If you really need to not install the generated artifacts, use at least verify.
Also you should note that if your project is consist of several modules which are dependent on each other, you should use "install" instead of "package", otherwise your build will fail, cause when you use install command, module A will be packaged and deployed to local repository and then if module B needs module A as a dependency, it can access it from local repository.
If you're not using a remote repository (like artifactory), use plain old: mvn clean install
Pretty old topic but AFAIK, if you run your own repository (eg: with artifactory) to share jar among your team(s), you might want to use
mvn clean deploy
This way, your continuous integration server can be sure that all dependencies are correctly pushed into your remote repository.
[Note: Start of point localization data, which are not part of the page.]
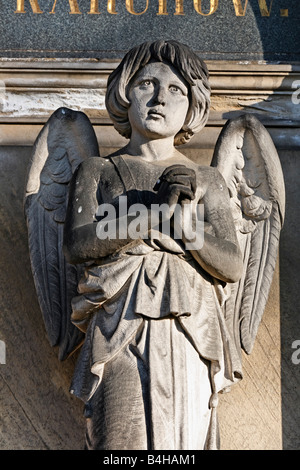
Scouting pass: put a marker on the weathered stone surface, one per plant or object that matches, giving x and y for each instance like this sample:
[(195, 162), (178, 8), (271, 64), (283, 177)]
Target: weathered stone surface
[(36, 408)]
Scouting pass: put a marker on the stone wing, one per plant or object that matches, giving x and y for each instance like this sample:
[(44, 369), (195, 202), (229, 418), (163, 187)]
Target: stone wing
[(247, 158), (63, 143)]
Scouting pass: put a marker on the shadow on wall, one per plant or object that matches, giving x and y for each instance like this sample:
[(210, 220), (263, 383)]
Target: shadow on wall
[(280, 113)]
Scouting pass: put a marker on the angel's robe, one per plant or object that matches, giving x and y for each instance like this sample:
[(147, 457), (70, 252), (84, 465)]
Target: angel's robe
[(157, 350)]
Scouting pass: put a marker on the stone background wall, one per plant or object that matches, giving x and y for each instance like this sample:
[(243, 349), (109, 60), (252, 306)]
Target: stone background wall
[(36, 409)]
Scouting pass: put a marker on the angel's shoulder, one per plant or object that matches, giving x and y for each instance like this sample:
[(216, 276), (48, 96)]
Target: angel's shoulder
[(93, 167)]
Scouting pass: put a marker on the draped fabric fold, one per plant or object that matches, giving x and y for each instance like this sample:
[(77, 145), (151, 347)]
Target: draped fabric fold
[(139, 301)]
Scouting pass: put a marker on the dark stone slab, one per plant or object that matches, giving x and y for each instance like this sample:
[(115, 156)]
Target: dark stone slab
[(268, 30)]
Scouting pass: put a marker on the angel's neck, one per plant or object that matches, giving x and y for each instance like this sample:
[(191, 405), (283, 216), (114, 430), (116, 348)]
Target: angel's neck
[(151, 150)]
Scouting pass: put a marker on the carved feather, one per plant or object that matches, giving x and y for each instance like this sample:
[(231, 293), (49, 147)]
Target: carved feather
[(246, 157), (64, 142)]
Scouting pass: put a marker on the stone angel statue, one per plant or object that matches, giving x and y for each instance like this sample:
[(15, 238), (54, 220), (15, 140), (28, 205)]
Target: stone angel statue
[(160, 322)]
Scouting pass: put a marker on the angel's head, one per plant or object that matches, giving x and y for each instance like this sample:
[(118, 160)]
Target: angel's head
[(183, 63)]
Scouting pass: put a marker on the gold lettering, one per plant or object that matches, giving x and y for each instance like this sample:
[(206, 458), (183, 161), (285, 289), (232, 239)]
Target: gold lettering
[(162, 7), (74, 8), (264, 8), (213, 7), (94, 9), (129, 7), (34, 6), (111, 7), (239, 10)]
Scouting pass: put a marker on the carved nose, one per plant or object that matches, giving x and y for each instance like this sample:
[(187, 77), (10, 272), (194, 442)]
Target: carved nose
[(160, 96)]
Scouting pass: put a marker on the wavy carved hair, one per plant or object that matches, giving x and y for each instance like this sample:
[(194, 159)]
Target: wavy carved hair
[(180, 56)]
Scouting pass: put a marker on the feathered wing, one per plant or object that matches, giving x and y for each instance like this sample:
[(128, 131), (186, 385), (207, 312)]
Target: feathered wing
[(247, 158), (63, 143)]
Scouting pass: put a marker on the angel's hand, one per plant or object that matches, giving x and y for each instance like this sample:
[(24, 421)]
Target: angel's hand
[(176, 184)]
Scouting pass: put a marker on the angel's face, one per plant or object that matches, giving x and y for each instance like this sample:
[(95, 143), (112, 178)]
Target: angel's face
[(159, 101)]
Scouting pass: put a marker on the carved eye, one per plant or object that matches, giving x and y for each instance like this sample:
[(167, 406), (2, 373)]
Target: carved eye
[(146, 83), (175, 89)]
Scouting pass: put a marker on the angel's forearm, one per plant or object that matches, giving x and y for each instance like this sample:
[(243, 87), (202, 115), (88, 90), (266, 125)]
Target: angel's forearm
[(220, 258), (94, 241)]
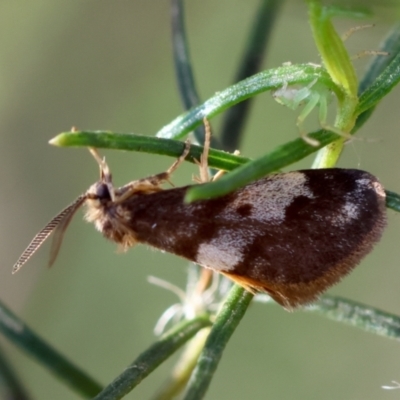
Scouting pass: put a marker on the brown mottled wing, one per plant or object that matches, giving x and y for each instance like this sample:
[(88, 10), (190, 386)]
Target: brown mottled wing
[(292, 235)]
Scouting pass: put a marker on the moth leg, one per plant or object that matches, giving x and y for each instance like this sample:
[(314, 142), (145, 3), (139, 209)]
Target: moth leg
[(203, 163), (105, 174), (153, 183)]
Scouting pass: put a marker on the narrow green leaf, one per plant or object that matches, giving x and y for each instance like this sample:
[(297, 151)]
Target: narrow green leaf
[(251, 61), (359, 315), (148, 144), (183, 66), (391, 45), (389, 78), (280, 157), (331, 48), (392, 200), (226, 322), (23, 337), (267, 80), (149, 360)]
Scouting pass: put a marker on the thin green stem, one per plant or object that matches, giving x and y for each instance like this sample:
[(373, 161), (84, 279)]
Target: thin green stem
[(256, 46), (227, 320), (150, 359)]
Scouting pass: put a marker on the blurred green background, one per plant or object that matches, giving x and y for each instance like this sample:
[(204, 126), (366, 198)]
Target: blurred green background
[(108, 65)]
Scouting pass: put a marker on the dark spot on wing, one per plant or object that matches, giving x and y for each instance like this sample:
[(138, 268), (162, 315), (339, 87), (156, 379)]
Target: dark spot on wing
[(244, 210)]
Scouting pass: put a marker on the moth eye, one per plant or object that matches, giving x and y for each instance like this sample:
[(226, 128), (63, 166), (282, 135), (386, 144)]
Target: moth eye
[(102, 192)]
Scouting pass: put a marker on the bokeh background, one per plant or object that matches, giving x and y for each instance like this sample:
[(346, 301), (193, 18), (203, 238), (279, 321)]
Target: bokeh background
[(108, 65)]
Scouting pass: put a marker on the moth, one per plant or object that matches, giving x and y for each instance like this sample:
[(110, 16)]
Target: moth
[(292, 235)]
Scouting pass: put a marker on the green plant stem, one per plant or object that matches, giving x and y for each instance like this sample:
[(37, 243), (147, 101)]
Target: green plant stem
[(392, 200), (367, 318), (149, 360), (11, 387), (183, 368), (148, 144), (256, 46), (23, 337), (227, 320)]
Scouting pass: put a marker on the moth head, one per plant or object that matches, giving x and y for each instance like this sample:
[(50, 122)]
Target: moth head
[(101, 192)]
If you missed one, mvn will not be able to find it into your CI local m2 repository.
package - takes the compiled code and package it in its distributable format, such as a JAR or WAR file. install - install the package into the local repository, for use as a dependency in other projects locally
The proper way is mvn package if you did things correctly for the core part of your build then there should be no need to install your packages in the local repository.
In addition if you use Travis you can "cache" your dependencies because it will not touch your $HOME.m2/repository if you use package for your own project.
In practicality if you even attempt to do a mvn site you usually need to do a mvn install before. There's just too many bugs with either site or it's numerous poorly maintained plugins.
It depends on what you're trying to achieve after changing the Java file. Until you want to test the maven process, you never need to do anything. Eclipse/MyEclipse will build what is necessary and put the output in the appropriate place within your project. You can also run or deploy it (if it's a web project, for example), without your needing to explicitly do anything with maven. In the end, to install your project in the maven repository, you will need to do a maven install. You may also have other maven goals that you wish to execute, which MyEclipse won't do automatically.
As I say, it depends on what you want to do.